Task mining has one role to play here, he said.
“Task mining captures and analyzes how people interact with systems and each other through recordings and snapshots, helping companies identify and have a deeper understanding of what employees actually do when they perform a particular task and identify the common actions,” Macciola said.
The resulting data can guide automation, improve processes and provide a view of the workflow, he said. It can also be valuable in ensuring staff focus on higher-value tasks instead of more repetitive ones — and on a more granular level, as a personal productivity tool.
“For example, if an employee doesn’t see the benefit from a program in place, they can show their employer how many hours they lose with the current program in place or how it’s negatively impacting their work productivity,” Macciola said.
Privacy and Ethics Concerns
However, there are privacy and ethics concerns to consider.
For AI technologies, ethical considerations are right up there with employee privacy, Desai said. “Ethics is at the cornerstone of artificial intelligence,” she said. “Why that is important has to do with specific use cases.” When an organization adopts an AI-based technology, it’s important to consider its sources and uses just as you would with any other new enterprise tech.
Also, some employees may see activity tracking and task-level monitoring as a Big Brother-style encroachment into their workdays. In cases where a company has not provided a work-issued device or work-issued software, it can be difficult to ensure that only data related to an employee’s job role is tracked. (This, along with other security concerns, is an argument for providing work-issued technology for remote workers.)
“Organizations must look to implement advanced task mining tools which have protocols and settings in place to safeguard users’ personal data since they log user interactions in real time, helping avoid infringing on users’ privacy,” Macciola said. For example, Microsoft announced changes to its privacy measures within Productivity Score in a blog post published about a week after the tool was announced, including the removal of user names from the product to prevent individual employee tracking. However, different software has different privacy measures in place, and it is important to understand which are built into the tools you implement.
It’s also vital to consider the value of the data your company will generate via these applications, Desai said.
“Users of ML technology need to understand the quality, quantity and especially the limitations of source data,” she said. “As such, the old saying of ‘garbage in, garbage out’ applies, especially when business decisions are made based on the outputs of the ML technology.”
It’s important to understand what the sources of this data are, and how those sources can or cannot be effectively brought together.
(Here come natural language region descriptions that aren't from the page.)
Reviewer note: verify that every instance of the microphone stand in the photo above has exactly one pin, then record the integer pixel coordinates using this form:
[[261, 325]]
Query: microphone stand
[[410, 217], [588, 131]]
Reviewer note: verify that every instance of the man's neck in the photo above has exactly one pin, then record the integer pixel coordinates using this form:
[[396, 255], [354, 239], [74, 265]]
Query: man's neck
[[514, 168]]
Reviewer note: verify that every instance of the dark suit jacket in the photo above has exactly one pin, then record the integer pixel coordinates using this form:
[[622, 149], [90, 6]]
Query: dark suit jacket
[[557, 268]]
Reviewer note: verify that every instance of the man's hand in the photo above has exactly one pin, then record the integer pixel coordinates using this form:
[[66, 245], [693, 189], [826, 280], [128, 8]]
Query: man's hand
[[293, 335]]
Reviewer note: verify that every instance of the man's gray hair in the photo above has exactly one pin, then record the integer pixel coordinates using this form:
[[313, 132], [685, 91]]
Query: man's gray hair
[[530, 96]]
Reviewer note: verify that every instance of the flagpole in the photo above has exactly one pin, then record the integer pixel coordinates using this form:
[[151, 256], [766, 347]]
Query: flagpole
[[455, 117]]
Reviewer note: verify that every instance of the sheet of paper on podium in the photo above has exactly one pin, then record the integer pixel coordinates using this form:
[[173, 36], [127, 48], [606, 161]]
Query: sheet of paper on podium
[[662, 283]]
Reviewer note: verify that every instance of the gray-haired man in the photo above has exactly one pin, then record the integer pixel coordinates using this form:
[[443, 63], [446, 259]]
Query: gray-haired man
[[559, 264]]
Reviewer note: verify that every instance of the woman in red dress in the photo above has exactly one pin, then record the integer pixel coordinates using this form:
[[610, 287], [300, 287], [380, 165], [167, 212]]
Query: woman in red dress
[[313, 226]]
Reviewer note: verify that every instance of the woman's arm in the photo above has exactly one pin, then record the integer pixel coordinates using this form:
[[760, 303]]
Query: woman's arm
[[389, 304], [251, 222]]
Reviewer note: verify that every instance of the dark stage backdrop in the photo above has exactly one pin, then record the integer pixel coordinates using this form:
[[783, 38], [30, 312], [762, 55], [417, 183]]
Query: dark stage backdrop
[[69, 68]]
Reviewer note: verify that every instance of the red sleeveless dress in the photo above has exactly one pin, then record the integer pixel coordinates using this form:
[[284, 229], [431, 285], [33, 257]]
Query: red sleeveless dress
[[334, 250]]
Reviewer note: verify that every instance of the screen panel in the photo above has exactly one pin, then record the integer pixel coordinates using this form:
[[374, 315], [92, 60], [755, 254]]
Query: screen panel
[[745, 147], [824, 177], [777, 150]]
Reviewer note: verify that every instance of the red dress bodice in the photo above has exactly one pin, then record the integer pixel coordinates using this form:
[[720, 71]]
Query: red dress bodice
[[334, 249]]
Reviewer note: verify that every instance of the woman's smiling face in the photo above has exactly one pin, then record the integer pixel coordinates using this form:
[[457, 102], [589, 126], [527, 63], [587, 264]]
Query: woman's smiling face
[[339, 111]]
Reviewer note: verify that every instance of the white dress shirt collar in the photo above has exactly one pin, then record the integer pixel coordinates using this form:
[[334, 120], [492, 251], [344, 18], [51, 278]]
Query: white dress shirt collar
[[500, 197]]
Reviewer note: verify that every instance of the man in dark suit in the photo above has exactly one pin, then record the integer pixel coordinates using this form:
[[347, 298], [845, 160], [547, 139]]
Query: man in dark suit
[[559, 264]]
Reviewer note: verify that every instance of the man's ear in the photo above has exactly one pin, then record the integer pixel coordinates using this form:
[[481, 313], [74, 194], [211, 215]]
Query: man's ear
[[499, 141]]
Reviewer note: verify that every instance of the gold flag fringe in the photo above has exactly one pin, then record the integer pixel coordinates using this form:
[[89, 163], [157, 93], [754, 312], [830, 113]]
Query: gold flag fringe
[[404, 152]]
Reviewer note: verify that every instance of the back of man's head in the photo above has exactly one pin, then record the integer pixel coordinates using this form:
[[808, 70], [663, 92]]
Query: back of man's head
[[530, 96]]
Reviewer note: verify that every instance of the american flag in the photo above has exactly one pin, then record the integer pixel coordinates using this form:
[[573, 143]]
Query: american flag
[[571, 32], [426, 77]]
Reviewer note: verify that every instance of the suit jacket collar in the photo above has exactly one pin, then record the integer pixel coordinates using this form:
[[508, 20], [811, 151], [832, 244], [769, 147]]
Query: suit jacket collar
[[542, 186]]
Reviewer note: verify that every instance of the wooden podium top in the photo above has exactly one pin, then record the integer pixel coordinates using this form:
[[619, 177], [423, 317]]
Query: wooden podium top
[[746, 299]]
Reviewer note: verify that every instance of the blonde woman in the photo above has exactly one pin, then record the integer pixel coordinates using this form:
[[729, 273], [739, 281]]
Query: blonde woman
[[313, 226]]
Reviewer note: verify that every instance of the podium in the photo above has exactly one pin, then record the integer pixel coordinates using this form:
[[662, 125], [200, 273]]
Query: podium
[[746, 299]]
Enterprises also need to know what data is NOT there — for example, relevant customer data — and how those omissions can affect decision-making processes, Desai said.
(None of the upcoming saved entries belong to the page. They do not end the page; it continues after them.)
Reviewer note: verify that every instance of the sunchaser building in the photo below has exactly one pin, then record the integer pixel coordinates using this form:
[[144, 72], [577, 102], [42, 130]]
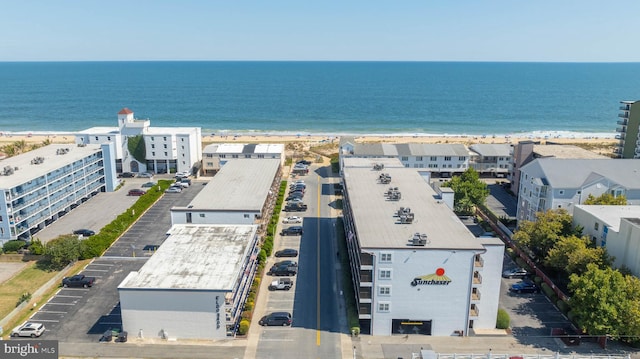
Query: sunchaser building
[[416, 268]]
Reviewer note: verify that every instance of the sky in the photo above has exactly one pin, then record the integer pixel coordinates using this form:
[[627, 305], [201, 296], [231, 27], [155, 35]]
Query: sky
[[347, 30]]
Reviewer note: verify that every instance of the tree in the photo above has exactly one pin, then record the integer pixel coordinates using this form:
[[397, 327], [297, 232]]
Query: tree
[[62, 250], [468, 191], [540, 236], [606, 199], [605, 302], [572, 254]]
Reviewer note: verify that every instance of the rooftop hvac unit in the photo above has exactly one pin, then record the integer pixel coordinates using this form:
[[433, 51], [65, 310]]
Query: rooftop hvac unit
[[419, 239]]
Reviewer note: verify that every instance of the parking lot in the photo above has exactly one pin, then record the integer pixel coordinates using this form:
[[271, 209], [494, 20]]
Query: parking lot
[[82, 315]]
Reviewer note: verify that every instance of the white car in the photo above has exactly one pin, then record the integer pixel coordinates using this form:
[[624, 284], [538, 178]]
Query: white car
[[292, 219], [29, 329]]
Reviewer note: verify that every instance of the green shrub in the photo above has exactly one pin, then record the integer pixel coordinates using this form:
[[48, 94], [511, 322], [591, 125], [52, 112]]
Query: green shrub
[[503, 320], [243, 328], [13, 246], [563, 306]]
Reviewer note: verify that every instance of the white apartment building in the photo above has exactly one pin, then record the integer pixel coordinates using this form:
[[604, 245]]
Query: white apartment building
[[214, 156], [41, 185], [142, 148], [617, 228], [194, 286], [442, 160], [553, 183], [416, 268], [492, 159]]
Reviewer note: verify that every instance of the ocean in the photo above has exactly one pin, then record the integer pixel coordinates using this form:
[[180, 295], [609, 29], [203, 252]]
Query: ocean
[[321, 97]]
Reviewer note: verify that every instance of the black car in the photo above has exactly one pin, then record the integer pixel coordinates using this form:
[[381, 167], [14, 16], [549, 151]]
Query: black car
[[284, 270], [276, 318], [287, 252], [525, 287], [84, 232], [292, 231]]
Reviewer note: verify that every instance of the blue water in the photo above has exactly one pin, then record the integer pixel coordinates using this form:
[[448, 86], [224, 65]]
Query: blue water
[[319, 97]]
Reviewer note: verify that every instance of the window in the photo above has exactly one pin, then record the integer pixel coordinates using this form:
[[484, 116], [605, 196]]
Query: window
[[385, 274]]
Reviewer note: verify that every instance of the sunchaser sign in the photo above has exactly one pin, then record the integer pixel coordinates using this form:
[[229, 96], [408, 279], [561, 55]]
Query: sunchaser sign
[[437, 278]]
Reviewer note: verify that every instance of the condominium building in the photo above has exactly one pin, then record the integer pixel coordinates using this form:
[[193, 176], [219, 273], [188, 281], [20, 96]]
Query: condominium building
[[142, 148], [629, 121], [617, 228], [41, 185], [553, 183], [214, 156], [416, 268]]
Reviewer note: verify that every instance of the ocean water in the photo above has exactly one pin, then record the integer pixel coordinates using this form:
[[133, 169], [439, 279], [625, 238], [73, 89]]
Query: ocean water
[[320, 97]]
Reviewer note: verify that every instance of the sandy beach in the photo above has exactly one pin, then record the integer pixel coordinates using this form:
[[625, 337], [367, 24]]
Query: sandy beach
[[597, 141]]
Additionally, it is unwise to introduce task mining or other methods of digital tracking just because you can. A clear understanding of why the software and resulting data are necessary is vital — for employers and employees.
“In a nutshell, it is the alignment of ‘people, processes and data’ that is critical to the success of any digital transformation effort,” Macciola said. Understanding how your employees are doing their jobs depends on more than just what you can learn through even the most innovative software.